Ukraine Could Boycott Eurovision If Russia Wins

Sergey Lazarev
Russia's Sergey Lazarev rehearses Eurovision entry ”You Are The Only One”, Sweden May 9. Ukraine's public broadcaster has hinted at boycotting the competition if Russia win. TT News Agency/Maja Suslin/Reuters

Ukraine could pull out of next year's Eurovision Song Contest if bookies' favourite Sergey Lazarev wins the competition for Russia on Saturday. The director of Ukraine's public broadcaster made the suggestion ahead of this weekend's controversial competition.

Relations between the two countries have vastly deteriorated since Russia's annexation of Crimea in 2014 and pro-Russian separatists continue to hold swathes of land in Ukraine's east. In 2014 Russia's act was booed heavily during Eurovision in response to the intensifying violence in Ukraine.

This year, Russia's Lazarev and Ukraine's entry, Jamala, are both through to Saturday's final and many bookmakers have listed the songs as joint favourites to win the competition.
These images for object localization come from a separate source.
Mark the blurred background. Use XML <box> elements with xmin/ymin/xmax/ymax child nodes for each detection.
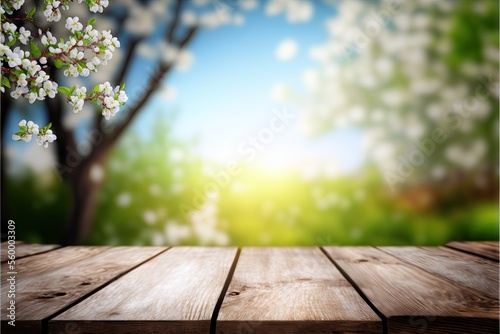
<box><xmin>1</xmin><ymin>0</ymin><xmax>498</xmax><ymax>246</ymax></box>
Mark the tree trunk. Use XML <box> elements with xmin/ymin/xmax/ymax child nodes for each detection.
<box><xmin>1</xmin><ymin>97</ymin><xmax>12</xmax><ymax>240</ymax></box>
<box><xmin>4</xmin><ymin>0</ymin><xmax>196</xmax><ymax>245</ymax></box>
<box><xmin>61</xmin><ymin>157</ymin><xmax>106</xmax><ymax>245</ymax></box>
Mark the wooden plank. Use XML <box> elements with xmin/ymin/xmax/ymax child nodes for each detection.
<box><xmin>1</xmin><ymin>246</ymin><xmax>165</xmax><ymax>334</ymax></box>
<box><xmin>217</xmin><ymin>247</ymin><xmax>382</xmax><ymax>334</ymax></box>
<box><xmin>446</xmin><ymin>241</ymin><xmax>499</xmax><ymax>261</ymax></box>
<box><xmin>1</xmin><ymin>241</ymin><xmax>61</xmax><ymax>262</ymax></box>
<box><xmin>50</xmin><ymin>247</ymin><xmax>238</xmax><ymax>334</ymax></box>
<box><xmin>323</xmin><ymin>246</ymin><xmax>499</xmax><ymax>334</ymax></box>
<box><xmin>379</xmin><ymin>246</ymin><xmax>499</xmax><ymax>299</ymax></box>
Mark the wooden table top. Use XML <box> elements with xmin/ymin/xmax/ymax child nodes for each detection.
<box><xmin>1</xmin><ymin>241</ymin><xmax>498</xmax><ymax>334</ymax></box>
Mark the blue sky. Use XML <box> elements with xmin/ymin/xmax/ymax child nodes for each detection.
<box><xmin>129</xmin><ymin>1</ymin><xmax>364</xmax><ymax>174</ymax></box>
<box><xmin>5</xmin><ymin>1</ymin><xmax>364</xmax><ymax>176</ymax></box>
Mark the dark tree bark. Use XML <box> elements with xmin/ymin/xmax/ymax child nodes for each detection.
<box><xmin>57</xmin><ymin>0</ymin><xmax>198</xmax><ymax>244</ymax></box>
<box><xmin>62</xmin><ymin>150</ymin><xmax>108</xmax><ymax>244</ymax></box>
<box><xmin>1</xmin><ymin>96</ymin><xmax>12</xmax><ymax>240</ymax></box>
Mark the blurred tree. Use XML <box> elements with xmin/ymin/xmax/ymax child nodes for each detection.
<box><xmin>1</xmin><ymin>0</ymin><xmax>246</xmax><ymax>244</ymax></box>
<box><xmin>294</xmin><ymin>0</ymin><xmax>499</xmax><ymax>209</ymax></box>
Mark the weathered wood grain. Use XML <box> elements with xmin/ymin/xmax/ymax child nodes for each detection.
<box><xmin>1</xmin><ymin>246</ymin><xmax>165</xmax><ymax>334</ymax></box>
<box><xmin>379</xmin><ymin>246</ymin><xmax>499</xmax><ymax>299</ymax></box>
<box><xmin>1</xmin><ymin>241</ymin><xmax>61</xmax><ymax>262</ymax></box>
<box><xmin>323</xmin><ymin>247</ymin><xmax>499</xmax><ymax>334</ymax></box>
<box><xmin>446</xmin><ymin>241</ymin><xmax>499</xmax><ymax>261</ymax></box>
<box><xmin>50</xmin><ymin>247</ymin><xmax>238</xmax><ymax>334</ymax></box>
<box><xmin>217</xmin><ymin>247</ymin><xmax>382</xmax><ymax>334</ymax></box>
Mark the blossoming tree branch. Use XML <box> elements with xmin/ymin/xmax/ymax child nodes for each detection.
<box><xmin>1</xmin><ymin>0</ymin><xmax>128</xmax><ymax>148</ymax></box>
<box><xmin>0</xmin><ymin>0</ymin><xmax>238</xmax><ymax>244</ymax></box>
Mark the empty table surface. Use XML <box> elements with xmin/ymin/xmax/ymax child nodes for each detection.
<box><xmin>1</xmin><ymin>241</ymin><xmax>497</xmax><ymax>334</ymax></box>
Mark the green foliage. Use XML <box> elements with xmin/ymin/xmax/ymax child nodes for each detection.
<box><xmin>26</xmin><ymin>6</ymin><xmax>36</xmax><ymax>20</ymax></box>
<box><xmin>1</xmin><ymin>76</ymin><xmax>11</xmax><ymax>88</ymax></box>
<box><xmin>29</xmin><ymin>42</ymin><xmax>41</xmax><ymax>57</ymax></box>
<box><xmin>89</xmin><ymin>113</ymin><xmax>208</xmax><ymax>245</ymax></box>
<box><xmin>57</xmin><ymin>86</ymin><xmax>71</xmax><ymax>97</ymax></box>
<box><xmin>5</xmin><ymin>120</ymin><xmax>498</xmax><ymax>246</ymax></box>
<box><xmin>85</xmin><ymin>117</ymin><xmax>498</xmax><ymax>246</ymax></box>
<box><xmin>54</xmin><ymin>59</ymin><xmax>63</xmax><ymax>69</ymax></box>
<box><xmin>5</xmin><ymin>173</ymin><xmax>69</xmax><ymax>244</ymax></box>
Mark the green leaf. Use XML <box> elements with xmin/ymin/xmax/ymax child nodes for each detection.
<box><xmin>19</xmin><ymin>126</ymin><xmax>27</xmax><ymax>131</ymax></box>
<box><xmin>27</xmin><ymin>6</ymin><xmax>36</xmax><ymax>19</ymax></box>
<box><xmin>1</xmin><ymin>76</ymin><xmax>11</xmax><ymax>88</ymax></box>
<box><xmin>88</xmin><ymin>18</ymin><xmax>96</xmax><ymax>26</ymax></box>
<box><xmin>30</xmin><ymin>42</ymin><xmax>42</xmax><ymax>57</ymax></box>
<box><xmin>5</xmin><ymin>38</ymin><xmax>16</xmax><ymax>48</ymax></box>
<box><xmin>57</xmin><ymin>86</ymin><xmax>71</xmax><ymax>97</ymax></box>
<box><xmin>70</xmin><ymin>86</ymin><xmax>76</xmax><ymax>95</ymax></box>
<box><xmin>93</xmin><ymin>84</ymin><xmax>101</xmax><ymax>93</ymax></box>
<box><xmin>54</xmin><ymin>59</ymin><xmax>63</xmax><ymax>69</ymax></box>
<box><xmin>120</xmin><ymin>82</ymin><xmax>126</xmax><ymax>90</ymax></box>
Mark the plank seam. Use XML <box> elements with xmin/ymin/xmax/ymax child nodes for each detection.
<box><xmin>41</xmin><ymin>246</ymin><xmax>172</xmax><ymax>334</ymax></box>
<box><xmin>444</xmin><ymin>244</ymin><xmax>498</xmax><ymax>262</ymax></box>
<box><xmin>210</xmin><ymin>247</ymin><xmax>241</xmax><ymax>334</ymax></box>
<box><xmin>320</xmin><ymin>246</ymin><xmax>388</xmax><ymax>334</ymax></box>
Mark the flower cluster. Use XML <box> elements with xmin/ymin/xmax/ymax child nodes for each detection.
<box><xmin>69</xmin><ymin>86</ymin><xmax>86</xmax><ymax>112</ymax></box>
<box><xmin>97</xmin><ymin>82</ymin><xmax>128</xmax><ymax>120</ymax></box>
<box><xmin>12</xmin><ymin>119</ymin><xmax>38</xmax><ymax>142</ymax></box>
<box><xmin>42</xmin><ymin>0</ymin><xmax>109</xmax><ymax>22</ymax></box>
<box><xmin>43</xmin><ymin>0</ymin><xmax>65</xmax><ymax>22</ymax></box>
<box><xmin>40</xmin><ymin>18</ymin><xmax>120</xmax><ymax>78</ymax></box>
<box><xmin>12</xmin><ymin>120</ymin><xmax>56</xmax><ymax>148</ymax></box>
<box><xmin>1</xmin><ymin>0</ymin><xmax>126</xmax><ymax>146</ymax></box>
<box><xmin>80</xmin><ymin>0</ymin><xmax>109</xmax><ymax>14</ymax></box>
<box><xmin>1</xmin><ymin>46</ymin><xmax>59</xmax><ymax>101</ymax></box>
<box><xmin>37</xmin><ymin>128</ymin><xmax>57</xmax><ymax>148</ymax></box>
<box><xmin>59</xmin><ymin>82</ymin><xmax>128</xmax><ymax>119</ymax></box>
<box><xmin>1</xmin><ymin>21</ymin><xmax>32</xmax><ymax>46</ymax></box>
<box><xmin>0</xmin><ymin>0</ymin><xmax>25</xmax><ymax>15</ymax></box>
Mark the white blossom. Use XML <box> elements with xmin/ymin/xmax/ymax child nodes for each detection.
<box><xmin>2</xmin><ymin>0</ymin><xmax>127</xmax><ymax>146</ymax></box>
<box><xmin>41</xmin><ymin>31</ymin><xmax>57</xmax><ymax>46</ymax></box>
<box><xmin>36</xmin><ymin>129</ymin><xmax>57</xmax><ymax>148</ymax></box>
<box><xmin>27</xmin><ymin>121</ymin><xmax>39</xmax><ymax>135</ymax></box>
<box><xmin>69</xmin><ymin>86</ymin><xmax>87</xmax><ymax>113</ymax></box>
<box><xmin>18</xmin><ymin>27</ymin><xmax>30</xmax><ymax>44</ymax></box>
<box><xmin>43</xmin><ymin>5</ymin><xmax>62</xmax><ymax>22</ymax></box>
<box><xmin>11</xmin><ymin>0</ymin><xmax>25</xmax><ymax>10</ymax></box>
<box><xmin>65</xmin><ymin>17</ymin><xmax>83</xmax><ymax>33</ymax></box>
<box><xmin>12</xmin><ymin>119</ymin><xmax>41</xmax><ymax>143</ymax></box>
Whichever act wins the top spot also wins the right to host the next instalment of the contest in their country.

Now, the director of the National Television Company of Ukraine, which runs the process of choosing an act to represent the country, has announced he would think twice before sending an act to Russia in 2017.

"I am happy for Jamala, irrespective of the spot she finishes in," Zurab Alasania wrote on his Facebook following Thursday's semi-final. The company runs the likes of Ukraine's main state TV channel Pershiy Kanal—the Ukrainian broadcaster involved in Eurovision.

Commenters asked him what he thought of Russia's performance and Lazarev's billing as a favourite to win the competition.

"The fact of the matter is that it is necessary to consider alternatives," he wrote in response. "If the winner turns out to be a person by the name of Lazarev, then I think next year Pershiy will once again refuse to participate in the contest."

Last year Ukraine refused to send an entry to the competition held in Austria, admitting it was too preoccupied with the conflict in the east and could not afford the added expenses.